0

I am trying to extract the data from xlsx file from the multiple folders and also to get the folder name for each row to identify where the is extracted from. I am able to extract the data from all the folders however i am unable to get the folder names to the dataframe. Please help.

Folder structure -

Month-Year - 2020-02 Day folder - 2020-02-01

Under the day folder consist of xlsx files.

paths = []
arr = []

for root, dirs, files in os.walk(Full_Path):
    for file in files:
        if file.endswith(".xlsx"):
             #print(os.path.join(root, file))
             ab = os.path.join(root, file)
             print(ab)
             arr.append(paths)   
             paths.append(ab)


for lm in arr:
    print(lm)   


all_data = pd.DataFrame()
for f in paths:
    df = pd.read_excel(f, sheet_name='In Queue', usecols = fields)
    df['Date'] = lm 
    all_data = all_data.append(df,ignore_index=True)

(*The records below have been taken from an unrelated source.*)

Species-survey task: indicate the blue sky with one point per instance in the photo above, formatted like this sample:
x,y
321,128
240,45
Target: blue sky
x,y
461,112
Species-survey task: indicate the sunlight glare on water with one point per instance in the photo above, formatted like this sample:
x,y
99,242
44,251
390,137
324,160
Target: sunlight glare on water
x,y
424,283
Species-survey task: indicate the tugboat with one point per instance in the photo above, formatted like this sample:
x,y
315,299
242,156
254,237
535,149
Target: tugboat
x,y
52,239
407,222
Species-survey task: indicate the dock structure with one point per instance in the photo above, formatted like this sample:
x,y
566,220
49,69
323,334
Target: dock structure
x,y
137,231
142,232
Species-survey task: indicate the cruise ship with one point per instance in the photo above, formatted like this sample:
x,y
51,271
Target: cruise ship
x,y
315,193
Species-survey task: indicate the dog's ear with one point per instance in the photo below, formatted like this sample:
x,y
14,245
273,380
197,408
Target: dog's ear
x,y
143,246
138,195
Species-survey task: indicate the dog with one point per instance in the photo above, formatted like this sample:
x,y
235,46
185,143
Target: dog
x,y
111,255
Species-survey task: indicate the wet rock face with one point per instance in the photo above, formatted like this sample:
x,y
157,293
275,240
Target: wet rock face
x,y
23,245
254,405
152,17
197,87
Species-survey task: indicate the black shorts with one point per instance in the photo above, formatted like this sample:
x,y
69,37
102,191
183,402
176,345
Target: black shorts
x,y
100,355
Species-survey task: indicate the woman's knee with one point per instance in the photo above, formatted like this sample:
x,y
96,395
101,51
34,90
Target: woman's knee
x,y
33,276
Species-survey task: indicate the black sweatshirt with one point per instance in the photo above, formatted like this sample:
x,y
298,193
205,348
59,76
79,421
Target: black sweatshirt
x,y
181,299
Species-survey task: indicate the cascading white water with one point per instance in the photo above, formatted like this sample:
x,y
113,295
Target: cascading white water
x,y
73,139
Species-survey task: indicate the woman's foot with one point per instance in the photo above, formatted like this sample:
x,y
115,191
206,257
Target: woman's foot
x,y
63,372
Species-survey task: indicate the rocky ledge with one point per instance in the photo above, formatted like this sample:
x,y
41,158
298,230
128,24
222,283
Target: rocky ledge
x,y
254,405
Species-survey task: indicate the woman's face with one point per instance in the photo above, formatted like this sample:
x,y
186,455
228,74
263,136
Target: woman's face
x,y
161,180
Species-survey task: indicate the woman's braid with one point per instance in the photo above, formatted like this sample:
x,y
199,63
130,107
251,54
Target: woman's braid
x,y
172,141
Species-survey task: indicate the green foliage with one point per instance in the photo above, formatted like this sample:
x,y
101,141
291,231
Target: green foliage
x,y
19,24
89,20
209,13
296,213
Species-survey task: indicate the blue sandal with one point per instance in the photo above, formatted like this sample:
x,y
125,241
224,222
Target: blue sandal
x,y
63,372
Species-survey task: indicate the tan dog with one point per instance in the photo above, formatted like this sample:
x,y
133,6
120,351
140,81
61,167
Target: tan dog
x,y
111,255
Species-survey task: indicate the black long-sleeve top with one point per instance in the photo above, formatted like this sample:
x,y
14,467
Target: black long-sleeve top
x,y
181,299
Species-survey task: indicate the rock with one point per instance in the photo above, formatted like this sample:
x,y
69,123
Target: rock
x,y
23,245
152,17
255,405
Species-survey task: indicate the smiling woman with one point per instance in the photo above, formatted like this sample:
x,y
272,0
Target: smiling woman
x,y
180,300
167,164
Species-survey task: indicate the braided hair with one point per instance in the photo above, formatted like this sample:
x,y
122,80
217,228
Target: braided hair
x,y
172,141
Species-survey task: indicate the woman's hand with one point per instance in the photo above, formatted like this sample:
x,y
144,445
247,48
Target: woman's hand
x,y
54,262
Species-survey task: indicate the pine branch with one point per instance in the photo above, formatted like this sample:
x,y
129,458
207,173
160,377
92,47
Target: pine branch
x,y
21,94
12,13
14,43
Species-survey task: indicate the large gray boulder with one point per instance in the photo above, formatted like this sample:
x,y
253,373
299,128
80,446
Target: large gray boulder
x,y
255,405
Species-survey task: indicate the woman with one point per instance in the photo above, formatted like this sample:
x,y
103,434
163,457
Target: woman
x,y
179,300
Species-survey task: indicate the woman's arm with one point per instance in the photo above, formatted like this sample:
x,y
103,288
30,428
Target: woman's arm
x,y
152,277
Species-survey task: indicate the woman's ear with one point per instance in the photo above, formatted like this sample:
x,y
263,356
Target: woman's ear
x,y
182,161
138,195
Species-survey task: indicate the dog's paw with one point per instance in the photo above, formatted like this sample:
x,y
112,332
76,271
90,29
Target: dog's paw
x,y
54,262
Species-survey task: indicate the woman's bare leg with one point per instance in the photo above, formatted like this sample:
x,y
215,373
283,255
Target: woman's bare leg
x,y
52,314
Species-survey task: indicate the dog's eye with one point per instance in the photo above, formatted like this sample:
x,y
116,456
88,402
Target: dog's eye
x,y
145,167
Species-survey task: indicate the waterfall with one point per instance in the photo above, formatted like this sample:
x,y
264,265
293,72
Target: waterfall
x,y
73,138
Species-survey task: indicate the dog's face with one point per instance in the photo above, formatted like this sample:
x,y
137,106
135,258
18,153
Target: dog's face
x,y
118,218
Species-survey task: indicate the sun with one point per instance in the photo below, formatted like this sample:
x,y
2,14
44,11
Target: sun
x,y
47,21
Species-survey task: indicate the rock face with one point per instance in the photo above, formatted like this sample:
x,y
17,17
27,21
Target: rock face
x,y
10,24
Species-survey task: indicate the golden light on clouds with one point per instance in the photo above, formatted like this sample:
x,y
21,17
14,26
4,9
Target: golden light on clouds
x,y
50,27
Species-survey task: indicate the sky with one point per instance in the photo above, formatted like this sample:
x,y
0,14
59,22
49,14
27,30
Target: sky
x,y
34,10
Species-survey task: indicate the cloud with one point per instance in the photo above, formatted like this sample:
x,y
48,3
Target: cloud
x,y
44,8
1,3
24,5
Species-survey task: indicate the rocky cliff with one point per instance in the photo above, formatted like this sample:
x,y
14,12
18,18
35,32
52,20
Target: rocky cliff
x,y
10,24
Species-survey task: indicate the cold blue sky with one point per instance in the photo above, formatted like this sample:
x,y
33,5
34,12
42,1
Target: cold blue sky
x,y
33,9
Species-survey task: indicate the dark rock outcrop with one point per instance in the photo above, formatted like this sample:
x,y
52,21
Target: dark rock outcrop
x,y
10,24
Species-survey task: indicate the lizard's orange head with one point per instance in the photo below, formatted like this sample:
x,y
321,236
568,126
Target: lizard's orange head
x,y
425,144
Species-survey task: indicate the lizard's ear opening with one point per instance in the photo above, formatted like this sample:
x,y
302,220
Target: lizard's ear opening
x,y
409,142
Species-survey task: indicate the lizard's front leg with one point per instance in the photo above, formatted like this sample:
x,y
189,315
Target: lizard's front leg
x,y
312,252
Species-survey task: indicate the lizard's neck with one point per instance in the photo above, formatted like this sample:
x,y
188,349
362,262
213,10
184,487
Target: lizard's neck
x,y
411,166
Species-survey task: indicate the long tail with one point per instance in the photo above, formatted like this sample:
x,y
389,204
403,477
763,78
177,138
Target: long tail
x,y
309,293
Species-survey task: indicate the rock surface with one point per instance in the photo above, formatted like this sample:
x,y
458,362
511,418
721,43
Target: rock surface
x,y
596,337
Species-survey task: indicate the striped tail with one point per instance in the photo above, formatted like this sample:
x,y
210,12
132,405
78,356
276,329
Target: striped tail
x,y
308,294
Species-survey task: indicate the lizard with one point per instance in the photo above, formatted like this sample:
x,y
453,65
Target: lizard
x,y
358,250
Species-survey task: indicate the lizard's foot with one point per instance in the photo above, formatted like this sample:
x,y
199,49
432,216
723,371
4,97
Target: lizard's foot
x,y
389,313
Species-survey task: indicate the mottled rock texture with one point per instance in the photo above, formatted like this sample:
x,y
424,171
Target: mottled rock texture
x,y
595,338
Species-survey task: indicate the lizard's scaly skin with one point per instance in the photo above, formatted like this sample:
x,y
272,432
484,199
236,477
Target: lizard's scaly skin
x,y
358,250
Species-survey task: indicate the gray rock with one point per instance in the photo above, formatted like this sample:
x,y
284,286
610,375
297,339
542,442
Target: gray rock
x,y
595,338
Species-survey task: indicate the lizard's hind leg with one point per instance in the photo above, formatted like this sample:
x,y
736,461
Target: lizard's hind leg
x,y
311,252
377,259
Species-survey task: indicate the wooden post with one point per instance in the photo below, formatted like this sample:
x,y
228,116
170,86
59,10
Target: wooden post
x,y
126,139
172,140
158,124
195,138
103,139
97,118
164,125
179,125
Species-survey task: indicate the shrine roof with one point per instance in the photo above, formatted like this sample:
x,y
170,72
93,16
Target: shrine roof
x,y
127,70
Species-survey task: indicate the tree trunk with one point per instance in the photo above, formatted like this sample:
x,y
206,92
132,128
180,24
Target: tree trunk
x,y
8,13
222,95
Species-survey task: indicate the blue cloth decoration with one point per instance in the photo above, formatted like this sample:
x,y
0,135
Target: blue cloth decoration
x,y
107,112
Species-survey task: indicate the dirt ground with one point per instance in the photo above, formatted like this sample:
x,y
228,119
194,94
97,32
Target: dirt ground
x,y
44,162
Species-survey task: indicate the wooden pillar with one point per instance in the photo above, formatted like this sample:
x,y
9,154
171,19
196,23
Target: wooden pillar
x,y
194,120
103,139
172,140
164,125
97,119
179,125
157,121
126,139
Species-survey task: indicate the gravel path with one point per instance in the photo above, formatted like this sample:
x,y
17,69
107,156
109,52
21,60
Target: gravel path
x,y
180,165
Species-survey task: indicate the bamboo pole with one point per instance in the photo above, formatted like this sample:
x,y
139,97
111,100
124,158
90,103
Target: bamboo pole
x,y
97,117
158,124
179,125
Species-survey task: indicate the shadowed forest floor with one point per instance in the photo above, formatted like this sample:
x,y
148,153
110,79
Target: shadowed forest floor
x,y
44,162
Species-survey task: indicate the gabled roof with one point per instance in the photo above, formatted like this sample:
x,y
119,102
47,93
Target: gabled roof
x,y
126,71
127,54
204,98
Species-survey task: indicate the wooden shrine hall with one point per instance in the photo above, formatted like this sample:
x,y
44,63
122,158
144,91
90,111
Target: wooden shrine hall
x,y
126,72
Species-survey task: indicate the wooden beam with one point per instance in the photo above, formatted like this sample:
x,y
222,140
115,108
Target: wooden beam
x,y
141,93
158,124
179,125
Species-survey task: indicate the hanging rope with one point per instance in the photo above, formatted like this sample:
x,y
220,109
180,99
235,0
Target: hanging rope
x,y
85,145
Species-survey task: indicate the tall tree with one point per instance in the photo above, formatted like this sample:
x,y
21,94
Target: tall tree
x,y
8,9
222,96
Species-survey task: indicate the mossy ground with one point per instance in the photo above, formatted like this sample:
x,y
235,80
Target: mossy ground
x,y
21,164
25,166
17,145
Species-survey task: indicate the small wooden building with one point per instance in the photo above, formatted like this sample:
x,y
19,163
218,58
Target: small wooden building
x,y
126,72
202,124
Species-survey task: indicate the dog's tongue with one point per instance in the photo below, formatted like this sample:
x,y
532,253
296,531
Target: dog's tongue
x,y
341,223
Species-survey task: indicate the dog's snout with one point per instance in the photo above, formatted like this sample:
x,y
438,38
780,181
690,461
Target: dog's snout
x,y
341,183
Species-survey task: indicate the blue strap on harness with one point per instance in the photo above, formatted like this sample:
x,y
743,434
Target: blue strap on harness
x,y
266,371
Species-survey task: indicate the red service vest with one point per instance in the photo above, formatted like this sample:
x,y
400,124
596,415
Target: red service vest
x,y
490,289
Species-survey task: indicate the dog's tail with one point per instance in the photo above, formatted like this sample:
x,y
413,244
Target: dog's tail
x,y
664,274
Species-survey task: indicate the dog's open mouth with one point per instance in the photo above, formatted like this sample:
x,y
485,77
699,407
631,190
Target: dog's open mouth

I have also tried different ways but not getting the output.

Natesh
  • 3
  • 2
  • One of the stone tablet commandments of pandas: [Never call `DataFrame.append` or `pd.concat` inside a for-loop. It leads to quadratic copying.](https://stackoverflow.com/a/36489724/1422451) – Parfait Feb 12 '20 at 15:14

1 Answers1

1

Consider building a list of data frames to be concatenated once outside the loop. Also, use assign to generate the Date column during the loop:

df_list = []

for root, dirs, files in os.walk(Full_Path):
    for file in files:
        if file.endswith((".xls", ".xlsx", ".xlsb", ".xlsm", ".odf")):
             xl_file = os.path.join(root, file)
             df = (pd.read_excel(xl_file, sheet_name='In Queue', usecols = fields)
                     .assign(Date = xl_file))

             df_list.append(df)


final_df = pd.concat(df_list, ignore_index=True)
Parfait
  • 104,375
  • 17
  • 94
  • 125